— Но зачем? — Внезапно он почувствовал, что неприятный звук проникает прямо в мозг, будоражит мысли.
— А может, Йиркан погиб, и его колдовство погибло вместе с ним? — спросил Дайвим Твар. — Может… — Он застонал, схватился за голову.
Теперь Эльрик понял, что произошло. Руками в латных рукавицах он зажал уши. Зеркало разбилось, а воспоминания, которые оно хранило тысячи, десятки тысяч лет вырвались на волю. Это были воспоминания богов и смертных, зверей и разумных существ, населявших Землю задолго до того, как появилась империя Мельнибонэ.
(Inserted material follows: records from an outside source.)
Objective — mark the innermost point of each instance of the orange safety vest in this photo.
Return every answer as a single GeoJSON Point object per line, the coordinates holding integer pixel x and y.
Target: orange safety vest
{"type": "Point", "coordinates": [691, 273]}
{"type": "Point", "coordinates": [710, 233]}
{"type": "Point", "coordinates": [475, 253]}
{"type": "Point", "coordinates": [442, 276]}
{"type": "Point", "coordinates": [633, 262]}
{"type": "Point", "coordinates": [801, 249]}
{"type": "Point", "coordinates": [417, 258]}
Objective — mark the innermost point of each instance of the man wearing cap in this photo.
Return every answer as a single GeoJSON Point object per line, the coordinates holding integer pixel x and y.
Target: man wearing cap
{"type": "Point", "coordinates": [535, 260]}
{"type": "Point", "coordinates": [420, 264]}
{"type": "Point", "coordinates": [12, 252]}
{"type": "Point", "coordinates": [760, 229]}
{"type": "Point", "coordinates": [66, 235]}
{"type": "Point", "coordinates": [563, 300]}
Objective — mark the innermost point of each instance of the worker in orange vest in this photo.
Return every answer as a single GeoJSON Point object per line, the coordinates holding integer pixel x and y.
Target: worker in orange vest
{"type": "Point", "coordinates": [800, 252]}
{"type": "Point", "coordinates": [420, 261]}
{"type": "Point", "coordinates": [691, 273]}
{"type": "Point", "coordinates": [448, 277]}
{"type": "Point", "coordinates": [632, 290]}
И воспоминания эти пытались проникнуть в мозг Эльрика, в мозг каждого имриррца, в мозг каждого человека в Доз-Каме. Ужасные, душераздирающие крики доносились со всех сторон. Только в мозг капитана Вальгарика воспоминания проникнуть не смогли, потому что изменник поскользнулся, слезая с колонны, упал и разбился о мостовую, усыпанную осколками стекла.
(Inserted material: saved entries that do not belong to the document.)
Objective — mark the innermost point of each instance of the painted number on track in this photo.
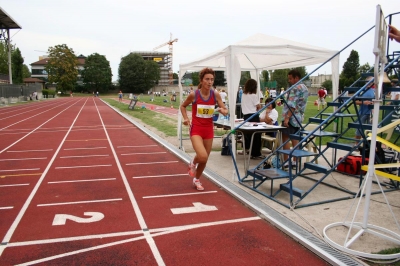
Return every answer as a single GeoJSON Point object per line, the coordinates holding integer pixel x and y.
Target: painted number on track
{"type": "Point", "coordinates": [197, 207]}
{"type": "Point", "coordinates": [61, 219]}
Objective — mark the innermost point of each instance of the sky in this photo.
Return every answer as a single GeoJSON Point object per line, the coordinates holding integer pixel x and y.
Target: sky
{"type": "Point", "coordinates": [116, 28]}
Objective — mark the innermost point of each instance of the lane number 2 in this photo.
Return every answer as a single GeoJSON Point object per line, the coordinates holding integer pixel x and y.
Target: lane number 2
{"type": "Point", "coordinates": [197, 207]}
{"type": "Point", "coordinates": [61, 219]}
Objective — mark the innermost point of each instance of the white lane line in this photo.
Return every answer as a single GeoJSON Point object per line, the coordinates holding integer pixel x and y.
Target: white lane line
{"type": "Point", "coordinates": [42, 158]}
{"type": "Point", "coordinates": [150, 176]}
{"type": "Point", "coordinates": [77, 202]}
{"type": "Point", "coordinates": [15, 185]}
{"type": "Point", "coordinates": [177, 195]}
{"type": "Point", "coordinates": [135, 206]}
{"type": "Point", "coordinates": [28, 201]}
{"type": "Point", "coordinates": [20, 121]}
{"type": "Point", "coordinates": [83, 166]}
{"type": "Point", "coordinates": [141, 146]}
{"type": "Point", "coordinates": [79, 156]}
{"type": "Point", "coordinates": [152, 163]}
{"type": "Point", "coordinates": [159, 232]}
{"type": "Point", "coordinates": [74, 238]}
{"type": "Point", "coordinates": [95, 148]}
{"type": "Point", "coordinates": [31, 150]}
{"type": "Point", "coordinates": [82, 180]}
{"type": "Point", "coordinates": [13, 170]}
{"type": "Point", "coordinates": [136, 153]}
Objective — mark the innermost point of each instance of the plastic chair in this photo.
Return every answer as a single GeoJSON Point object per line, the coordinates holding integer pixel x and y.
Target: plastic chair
{"type": "Point", "coordinates": [273, 140]}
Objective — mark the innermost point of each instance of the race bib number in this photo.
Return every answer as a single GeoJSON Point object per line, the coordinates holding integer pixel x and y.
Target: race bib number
{"type": "Point", "coordinates": [205, 111]}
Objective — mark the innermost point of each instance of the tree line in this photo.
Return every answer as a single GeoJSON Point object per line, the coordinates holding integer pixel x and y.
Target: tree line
{"type": "Point", "coordinates": [137, 75]}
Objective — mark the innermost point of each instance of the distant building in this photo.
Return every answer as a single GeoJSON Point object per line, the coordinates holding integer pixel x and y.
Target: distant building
{"type": "Point", "coordinates": [28, 81]}
{"type": "Point", "coordinates": [162, 60]}
{"type": "Point", "coordinates": [38, 68]}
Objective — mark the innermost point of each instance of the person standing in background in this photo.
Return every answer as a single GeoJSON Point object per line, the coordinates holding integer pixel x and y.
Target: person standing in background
{"type": "Point", "coordinates": [321, 97]}
{"type": "Point", "coordinates": [293, 111]}
{"type": "Point", "coordinates": [250, 106]}
{"type": "Point", "coordinates": [364, 112]}
{"type": "Point", "coordinates": [394, 34]}
{"type": "Point", "coordinates": [223, 96]}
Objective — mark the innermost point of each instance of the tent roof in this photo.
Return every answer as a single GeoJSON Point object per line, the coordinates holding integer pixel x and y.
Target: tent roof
{"type": "Point", "coordinates": [264, 52]}
{"type": "Point", "coordinates": [6, 21]}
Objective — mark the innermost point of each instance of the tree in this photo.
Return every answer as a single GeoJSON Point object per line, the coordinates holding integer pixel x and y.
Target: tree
{"type": "Point", "coordinates": [4, 57]}
{"type": "Point", "coordinates": [280, 76]}
{"type": "Point", "coordinates": [195, 78]}
{"type": "Point", "coordinates": [97, 74]}
{"type": "Point", "coordinates": [219, 78]}
{"type": "Point", "coordinates": [245, 75]}
{"type": "Point", "coordinates": [350, 69]}
{"type": "Point", "coordinates": [151, 74]}
{"type": "Point", "coordinates": [265, 75]}
{"type": "Point", "coordinates": [17, 66]}
{"type": "Point", "coordinates": [364, 69]}
{"type": "Point", "coordinates": [26, 73]}
{"type": "Point", "coordinates": [137, 75]}
{"type": "Point", "coordinates": [327, 84]}
{"type": "Point", "coordinates": [303, 72]}
{"type": "Point", "coordinates": [62, 67]}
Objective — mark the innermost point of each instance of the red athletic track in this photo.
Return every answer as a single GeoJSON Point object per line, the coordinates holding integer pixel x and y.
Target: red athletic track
{"type": "Point", "coordinates": [120, 178]}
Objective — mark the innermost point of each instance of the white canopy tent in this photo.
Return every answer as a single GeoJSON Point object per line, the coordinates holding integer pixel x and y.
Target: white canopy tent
{"type": "Point", "coordinates": [255, 54]}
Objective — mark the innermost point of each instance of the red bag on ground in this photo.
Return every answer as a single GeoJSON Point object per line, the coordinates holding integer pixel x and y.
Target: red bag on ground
{"type": "Point", "coordinates": [351, 165]}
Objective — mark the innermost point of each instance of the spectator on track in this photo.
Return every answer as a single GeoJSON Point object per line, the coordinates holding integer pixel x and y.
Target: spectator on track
{"type": "Point", "coordinates": [203, 102]}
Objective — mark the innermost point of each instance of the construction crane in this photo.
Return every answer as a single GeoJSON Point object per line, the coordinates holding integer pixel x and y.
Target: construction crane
{"type": "Point", "coordinates": [170, 57]}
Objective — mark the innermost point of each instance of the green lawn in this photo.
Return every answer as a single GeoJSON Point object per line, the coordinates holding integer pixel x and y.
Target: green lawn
{"type": "Point", "coordinates": [170, 128]}
{"type": "Point", "coordinates": [168, 125]}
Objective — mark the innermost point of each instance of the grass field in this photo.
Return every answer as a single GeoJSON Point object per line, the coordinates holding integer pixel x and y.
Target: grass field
{"type": "Point", "coordinates": [168, 126]}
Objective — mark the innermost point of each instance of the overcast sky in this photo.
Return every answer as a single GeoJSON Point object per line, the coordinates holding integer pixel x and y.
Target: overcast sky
{"type": "Point", "coordinates": [116, 28]}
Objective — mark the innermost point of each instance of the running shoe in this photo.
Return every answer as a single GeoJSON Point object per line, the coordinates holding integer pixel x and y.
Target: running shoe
{"type": "Point", "coordinates": [197, 184]}
{"type": "Point", "coordinates": [192, 169]}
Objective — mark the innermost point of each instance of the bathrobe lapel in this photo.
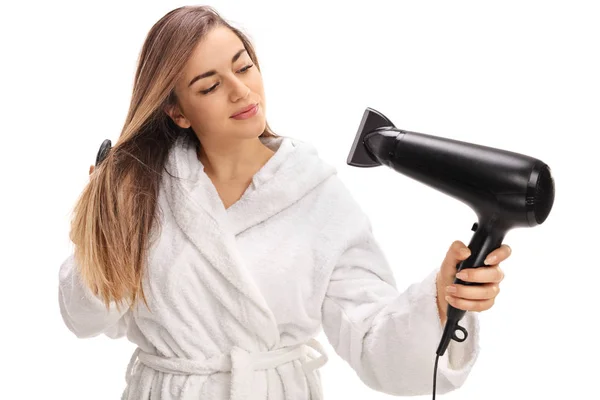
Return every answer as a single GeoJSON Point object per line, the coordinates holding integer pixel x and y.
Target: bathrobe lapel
{"type": "Point", "coordinates": [200, 214]}
{"type": "Point", "coordinates": [293, 171]}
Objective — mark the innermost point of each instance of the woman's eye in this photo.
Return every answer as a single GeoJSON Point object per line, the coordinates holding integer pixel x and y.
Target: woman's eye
{"type": "Point", "coordinates": [210, 89]}
{"type": "Point", "coordinates": [213, 87]}
{"type": "Point", "coordinates": [246, 68]}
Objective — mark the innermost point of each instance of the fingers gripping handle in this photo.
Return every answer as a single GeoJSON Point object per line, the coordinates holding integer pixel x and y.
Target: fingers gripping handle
{"type": "Point", "coordinates": [488, 237]}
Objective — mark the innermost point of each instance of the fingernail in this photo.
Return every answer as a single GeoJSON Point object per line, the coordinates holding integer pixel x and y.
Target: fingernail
{"type": "Point", "coordinates": [490, 260]}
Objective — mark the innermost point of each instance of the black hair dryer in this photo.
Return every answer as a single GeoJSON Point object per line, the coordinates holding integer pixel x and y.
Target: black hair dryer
{"type": "Point", "coordinates": [505, 189]}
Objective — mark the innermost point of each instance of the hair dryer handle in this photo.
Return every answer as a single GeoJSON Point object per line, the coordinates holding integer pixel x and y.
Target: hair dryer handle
{"type": "Point", "coordinates": [486, 239]}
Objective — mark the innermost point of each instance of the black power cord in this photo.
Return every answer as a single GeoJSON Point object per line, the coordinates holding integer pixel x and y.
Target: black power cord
{"type": "Point", "coordinates": [449, 334]}
{"type": "Point", "coordinates": [437, 357]}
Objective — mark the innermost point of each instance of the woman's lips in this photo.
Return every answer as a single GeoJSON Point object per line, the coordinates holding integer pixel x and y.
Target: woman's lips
{"type": "Point", "coordinates": [247, 112]}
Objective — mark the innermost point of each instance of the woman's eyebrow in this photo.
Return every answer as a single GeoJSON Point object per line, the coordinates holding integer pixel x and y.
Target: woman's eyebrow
{"type": "Point", "coordinates": [213, 72]}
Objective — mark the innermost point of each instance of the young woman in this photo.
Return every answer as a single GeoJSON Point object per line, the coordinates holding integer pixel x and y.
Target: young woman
{"type": "Point", "coordinates": [220, 248]}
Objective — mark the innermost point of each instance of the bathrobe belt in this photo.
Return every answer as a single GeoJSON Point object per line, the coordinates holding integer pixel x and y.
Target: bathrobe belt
{"type": "Point", "coordinates": [241, 364]}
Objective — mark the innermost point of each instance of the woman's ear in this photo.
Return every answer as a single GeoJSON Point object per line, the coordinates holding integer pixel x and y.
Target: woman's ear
{"type": "Point", "coordinates": [177, 116]}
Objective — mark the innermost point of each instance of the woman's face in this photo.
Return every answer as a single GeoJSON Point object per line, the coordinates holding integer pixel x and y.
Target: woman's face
{"type": "Point", "coordinates": [218, 81]}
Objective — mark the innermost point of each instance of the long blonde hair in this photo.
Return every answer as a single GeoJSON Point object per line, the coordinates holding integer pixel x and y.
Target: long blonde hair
{"type": "Point", "coordinates": [114, 215]}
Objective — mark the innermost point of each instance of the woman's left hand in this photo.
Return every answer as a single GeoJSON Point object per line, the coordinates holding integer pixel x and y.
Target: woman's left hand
{"type": "Point", "coordinates": [466, 297]}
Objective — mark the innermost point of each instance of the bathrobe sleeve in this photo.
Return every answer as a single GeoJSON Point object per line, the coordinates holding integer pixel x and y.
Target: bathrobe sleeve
{"type": "Point", "coordinates": [83, 313]}
{"type": "Point", "coordinates": [390, 338]}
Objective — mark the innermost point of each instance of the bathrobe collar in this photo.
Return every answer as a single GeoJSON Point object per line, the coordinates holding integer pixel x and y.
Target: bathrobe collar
{"type": "Point", "coordinates": [291, 173]}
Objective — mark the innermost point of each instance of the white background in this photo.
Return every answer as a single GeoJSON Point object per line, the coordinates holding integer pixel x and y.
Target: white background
{"type": "Point", "coordinates": [516, 75]}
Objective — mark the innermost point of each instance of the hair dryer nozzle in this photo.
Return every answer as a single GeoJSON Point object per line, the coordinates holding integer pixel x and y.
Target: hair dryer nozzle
{"type": "Point", "coordinates": [360, 156]}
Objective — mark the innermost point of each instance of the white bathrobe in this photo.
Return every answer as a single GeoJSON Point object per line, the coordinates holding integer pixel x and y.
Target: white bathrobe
{"type": "Point", "coordinates": [237, 295]}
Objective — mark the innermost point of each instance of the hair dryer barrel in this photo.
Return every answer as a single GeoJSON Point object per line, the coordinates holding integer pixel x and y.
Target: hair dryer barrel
{"type": "Point", "coordinates": [491, 181]}
{"type": "Point", "coordinates": [505, 189]}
Эльрик не слышал предсмертного крика капитана Вальгарика, не слышал, как тело его ударилось сначала о крышу, а затем о мостовую. Эльрик катался по каменному полу складского помещения, как и все его товарищи, пытаясь выкинуть из головы миллионы воспоминаний, ему не принадлежавших: о любви и ненависти, странных и обычных приключениях, о родственниках, к которым он не имел ни малейшего отношения, о мужчинах, женщинах и детях, о животных, кораблях и городах, о сражениях, страхах и желаниях. Одни воспоминания старались вытеснить другие из мозга альбиноса, грозя уничтожить его память, а следовательно, и его самого. Эльрик катался по каменному полу пакгауза, повторяя одно и то же слово, чтобы не забыть, кто он такой: «Эльрик. Эльрик. Эльрик».
Только один раз в жизни, вызывая Ариоха на Землю, потерял альбинос столько физических и душевных сил, сколько сейчас. Но постепенно ему удалось вытеснить из своего мозга все воспоминания, кроме собственных. С огромным трудом поднялся он на ноги, огляделся по сторонам.
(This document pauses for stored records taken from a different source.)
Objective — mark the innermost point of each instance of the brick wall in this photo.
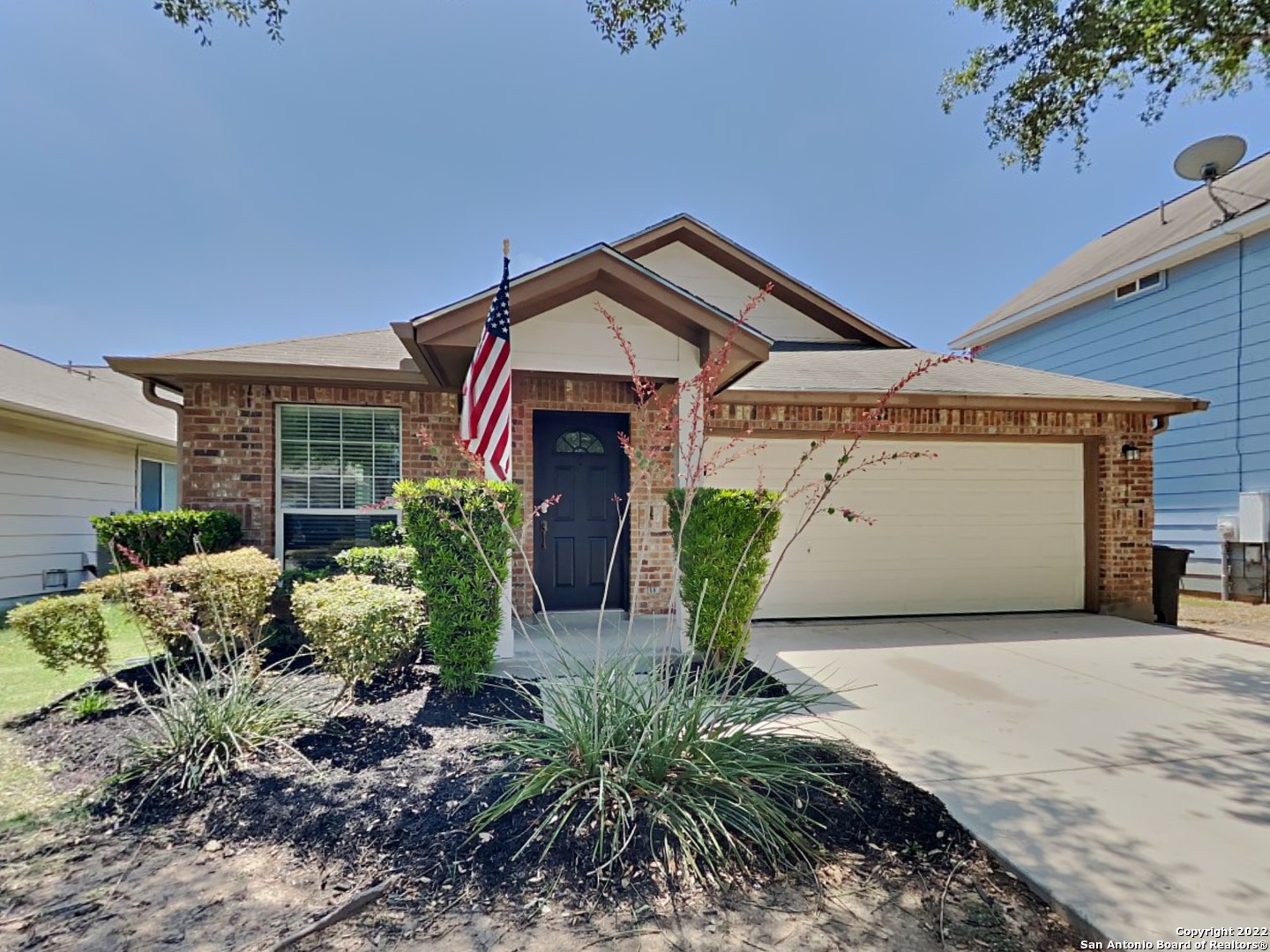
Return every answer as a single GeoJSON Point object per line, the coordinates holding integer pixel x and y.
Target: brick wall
{"type": "Point", "coordinates": [228, 462]}
{"type": "Point", "coordinates": [228, 443]}
{"type": "Point", "coordinates": [1122, 530]}
{"type": "Point", "coordinates": [652, 562]}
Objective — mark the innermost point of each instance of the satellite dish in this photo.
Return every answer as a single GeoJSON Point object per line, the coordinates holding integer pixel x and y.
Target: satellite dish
{"type": "Point", "coordinates": [1211, 158]}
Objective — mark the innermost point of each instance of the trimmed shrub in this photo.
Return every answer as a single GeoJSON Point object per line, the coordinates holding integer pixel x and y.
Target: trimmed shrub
{"type": "Point", "coordinates": [164, 612]}
{"type": "Point", "coordinates": [461, 531]}
{"type": "Point", "coordinates": [357, 628]}
{"type": "Point", "coordinates": [65, 631]}
{"type": "Point", "coordinates": [165, 539]}
{"type": "Point", "coordinates": [723, 559]}
{"type": "Point", "coordinates": [387, 565]}
{"type": "Point", "coordinates": [678, 766]}
{"type": "Point", "coordinates": [225, 596]}
{"type": "Point", "coordinates": [230, 591]}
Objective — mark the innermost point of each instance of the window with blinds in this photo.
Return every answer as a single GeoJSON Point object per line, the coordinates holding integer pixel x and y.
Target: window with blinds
{"type": "Point", "coordinates": [334, 462]}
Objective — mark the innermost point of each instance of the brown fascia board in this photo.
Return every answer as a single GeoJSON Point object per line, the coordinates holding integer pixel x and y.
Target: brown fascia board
{"type": "Point", "coordinates": [175, 372]}
{"type": "Point", "coordinates": [1161, 406]}
{"type": "Point", "coordinates": [756, 271]}
{"type": "Point", "coordinates": [597, 270]}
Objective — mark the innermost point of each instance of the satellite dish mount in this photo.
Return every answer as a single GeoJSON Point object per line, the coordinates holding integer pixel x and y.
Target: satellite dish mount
{"type": "Point", "coordinates": [1209, 160]}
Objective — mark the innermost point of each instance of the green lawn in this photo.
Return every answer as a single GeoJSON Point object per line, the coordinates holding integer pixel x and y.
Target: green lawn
{"type": "Point", "coordinates": [26, 684]}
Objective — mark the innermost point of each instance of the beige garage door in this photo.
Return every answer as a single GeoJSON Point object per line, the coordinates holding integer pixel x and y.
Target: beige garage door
{"type": "Point", "coordinates": [981, 527]}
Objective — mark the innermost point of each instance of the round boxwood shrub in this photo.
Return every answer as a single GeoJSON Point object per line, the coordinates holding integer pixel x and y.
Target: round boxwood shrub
{"type": "Point", "coordinates": [723, 560]}
{"type": "Point", "coordinates": [357, 628]}
{"type": "Point", "coordinates": [461, 531]}
{"type": "Point", "coordinates": [65, 631]}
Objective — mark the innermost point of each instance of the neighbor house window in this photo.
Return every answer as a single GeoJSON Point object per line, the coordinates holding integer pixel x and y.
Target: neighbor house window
{"type": "Point", "coordinates": [1147, 282]}
{"type": "Point", "coordinates": [334, 465]}
{"type": "Point", "coordinates": [156, 485]}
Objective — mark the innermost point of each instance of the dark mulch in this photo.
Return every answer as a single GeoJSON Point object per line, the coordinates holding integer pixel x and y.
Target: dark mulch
{"type": "Point", "coordinates": [392, 785]}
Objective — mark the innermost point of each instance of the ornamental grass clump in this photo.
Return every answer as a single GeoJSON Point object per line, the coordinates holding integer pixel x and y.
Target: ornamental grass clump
{"type": "Point", "coordinates": [681, 766]}
{"type": "Point", "coordinates": [210, 718]}
{"type": "Point", "coordinates": [358, 628]}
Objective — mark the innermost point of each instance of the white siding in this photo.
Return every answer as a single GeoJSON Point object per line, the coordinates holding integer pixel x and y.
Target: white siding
{"type": "Point", "coordinates": [574, 338]}
{"type": "Point", "coordinates": [52, 479]}
{"type": "Point", "coordinates": [979, 527]}
{"type": "Point", "coordinates": [714, 283]}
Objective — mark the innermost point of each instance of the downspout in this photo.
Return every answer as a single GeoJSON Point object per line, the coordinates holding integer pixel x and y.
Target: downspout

Почти все его люди, включая ветеранов, погибли. Трупы лежали в неестественных позах, некоторые воины перед смертью разбили свои головы о стены. Из правой глазницы боцмана текла кровь: видимо, он пытался выцарапать собственный глаз. Дайвим Твар, свернувшийся в клубок, что-то бессвязно бормотал себе под нос. Многие имриррцы сошли с ума, но безумие их было тихим: они смотрели в потолок невидящим взором, беззвучно шевеля губами. Только пятеро, включая Эльрика, не лишились памяти. Альбинос наклонился к Дайвиму Твару, положил руку ему на плечо.
— Дайвим Твар?
Хранитель Драконьих Пещер поднял голову, посмотрел Эльрику в глаза. Дайвим Твар словно постарел на тысячу лет, но на губах его блуждала ироническая улыбка.
— Я жив, Эльрик, — сказал он.
Через некоторое время они вышли из пакгауза, не опасаясь больше Зеркала Памяти. Повсюду лежали трупы жителей Доз-Кама, не выдержавших наплыва чужих воспоминаний. Окоченевшие тела протягивали к Эльрику руки. Мертвые губы молча молили о пощаде. Желание отомстить Йиркану вспыхнуло в альбиносе с новой силой.
Дверь в дом Йиркана была распахнута настежь. Осторожно переступая через мертвые тела, Эльрик, Дайвим Твар и четверо имриррцев поднялись по лестнице на четвертый этаж, вошли в просторную комнату. И увидели Каймориль.
Она лежала на кровати абсолютно голая; ее кожа была разрисована непристойными рунами. Глаза девушки закрывались сами собой; казалось, она не видит и не слышит ничего вокруг. Эльрик подбежал к ней, прижал к себе. Тело Каймориль было холодным как лед.
— Он… заставил меня… заснуть… волшебным сном, от которого… только он… может пробудить меня. — Она зевнула. — Я… не хочу спать… потому что мой Эльрик… скоро придет.